A second limitation refers to additional variables that we may have included in our analyses, for example engagements in voluntary work at earlier stages of the life course, and in particular at the beginning of the retirement transition period. In that respect, there is evidence that prior engagement is an important predictor of volunteering during retirement (Erlinghagen 2010), and furthermore that people are more likely to combine paid work and volunteering at later stages of their working life, if they are enabled to remain working (probably under good conditions) with reduced working hours (Sugihara et al. 2008). Yet, information on voluntary work during working life was not available in the SHARELIFE data, and thus, we could not address this aspect. Future analyses based on upcoming waves of SHARE may address this aspect in more detail, in particular by studying individuals’ histories of volunteering in older ages.

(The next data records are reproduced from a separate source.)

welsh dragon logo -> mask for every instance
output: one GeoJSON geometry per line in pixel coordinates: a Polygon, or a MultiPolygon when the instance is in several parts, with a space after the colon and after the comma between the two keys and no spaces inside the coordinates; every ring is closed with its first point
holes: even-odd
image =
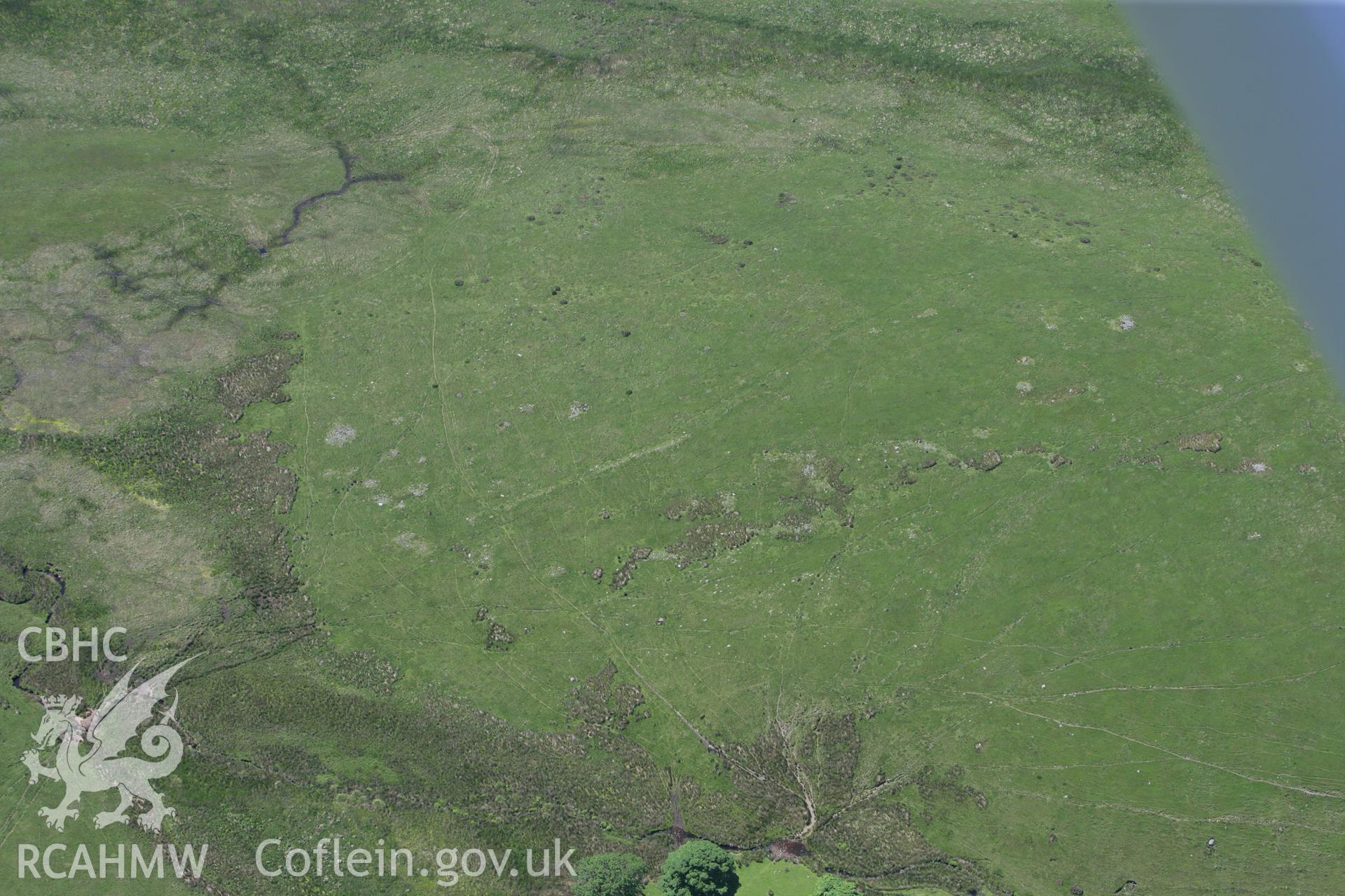
{"type": "MultiPolygon", "coordinates": [[[[149,720],[155,705],[167,697],[168,681],[190,660],[183,660],[174,668],[160,672],[153,678],[136,688],[130,686],[130,676],[136,668],[121,677],[121,681],[108,693],[98,708],[79,715],[79,697],[65,695],[43,697],[46,715],[32,739],[38,750],[23,754],[23,764],[28,767],[28,783],[38,778],[51,778],[66,785],[66,797],[54,809],[43,807],[38,814],[47,819],[47,827],[65,830],[67,818],[78,818],[74,805],[81,794],[97,793],[116,787],[121,803],[113,811],[101,811],[94,817],[95,827],[128,823],[128,810],[132,801],[144,799],[149,809],[136,819],[145,830],[157,832],[168,815],[178,814],[164,805],[163,795],[149,786],[151,779],[171,775],[182,762],[182,736],[168,724],[175,720],[178,695],[174,692],[172,707],[159,716],[157,724],[149,725],[140,736],[140,748],[149,762],[139,756],[122,756],[128,742],[134,737],[141,724],[149,720]],[[40,750],[58,744],[56,764],[47,768],[38,754],[40,750]],[[81,747],[90,744],[87,752],[81,747]]],[[[137,664],[139,665],[139,664],[137,664]]]]}

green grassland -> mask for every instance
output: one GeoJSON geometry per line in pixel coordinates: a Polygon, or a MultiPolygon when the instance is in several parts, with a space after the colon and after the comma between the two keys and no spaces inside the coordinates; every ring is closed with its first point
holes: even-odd
{"type": "MultiPolygon", "coordinates": [[[[804,840],[744,893],[1345,884],[1345,416],[1116,11],[0,35],[0,547],[66,586],[0,626],[200,657],[165,833],[207,881],[685,827],[804,840]],[[343,159],[382,179],[281,239],[343,159]]],[[[4,861],[58,795],[12,775],[4,861]]]]}

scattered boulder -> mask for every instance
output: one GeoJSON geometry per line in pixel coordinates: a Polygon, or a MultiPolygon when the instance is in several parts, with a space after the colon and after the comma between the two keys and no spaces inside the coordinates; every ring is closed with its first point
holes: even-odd
{"type": "Polygon", "coordinates": [[[970,461],[968,466],[974,466],[983,473],[989,473],[1003,463],[1003,458],[999,457],[999,451],[986,451],[981,455],[979,461],[970,461]]]}
{"type": "Polygon", "coordinates": [[[1177,439],[1177,447],[1182,451],[1209,451],[1213,454],[1221,446],[1224,437],[1219,433],[1193,433],[1177,439]]]}

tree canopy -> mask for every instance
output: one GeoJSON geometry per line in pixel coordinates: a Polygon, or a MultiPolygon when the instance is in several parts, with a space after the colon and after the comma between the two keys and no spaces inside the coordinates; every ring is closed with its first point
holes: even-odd
{"type": "Polygon", "coordinates": [[[733,896],[738,889],[733,856],[703,840],[683,844],[663,861],[659,889],[663,896],[733,896]]]}

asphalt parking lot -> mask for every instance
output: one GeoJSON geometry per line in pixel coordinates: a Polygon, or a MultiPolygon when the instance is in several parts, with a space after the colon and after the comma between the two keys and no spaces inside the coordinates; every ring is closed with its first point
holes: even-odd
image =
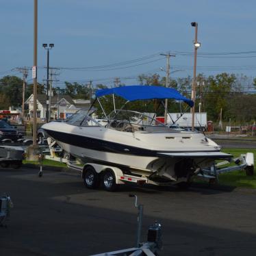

Third, survey participation was not very high in some countries and a selection bias may have affected our results to some extent. Yet, response rates were above average and analyses comparing the SHARE sample to other prominent European surveys (e.g. the European Social Survey) confirmed that the sample represents the general population quite well (Börsch-Supan and Mariuzzo 2005). Furthermore, while it is possible that a selection bias lead to higher levels of volunteering (because volunteers are also more likely to participate in surveys), it is unlikely that a selection bias affected the associations between work stress and volunteering.

Fourth, some core measures of our study were collected retrospectively, in particular stressful work and occupational position during working life. As a consequence, we need to consider a potential recall bias, where information may be positively tuned or not remembered accurately. Yet, a high prevalence of lower occupational positions and levels of work stress comparable to other European studies (Niedhammer et al. 2012) do not support this argument, as well as numerous studies have shown that retrospective data (in particular those collected via “lifegrid” as in SHARELIFE) provides reliable and valid information (e.g.: Havari and Mazzona 2011; Berney and Blane 1997; Belli et al. 2007). Nevertheless, additional data allowing for bias control due to distinct personality characteristics would have been desirable, but was not available in this study.

Finally, we have to ask if our results can be transferred to other generations and other countries. In fact, although we covered a range of European countries with different political and cultural histories, our sample was restricted to older European that grew up under specific circumstances (e.g. second world war). Therefore, future studies may test if our results can be replicated for other countries and for other generations.

In conclusion, this study demonstrates that engagement in voluntary work is related to psychosocial working conditions during midlife, in particular low reward and low control at work. This suggests that promoting working conditions may not only increase health and well-being, but also encourage participation in productive activities after labour market exit.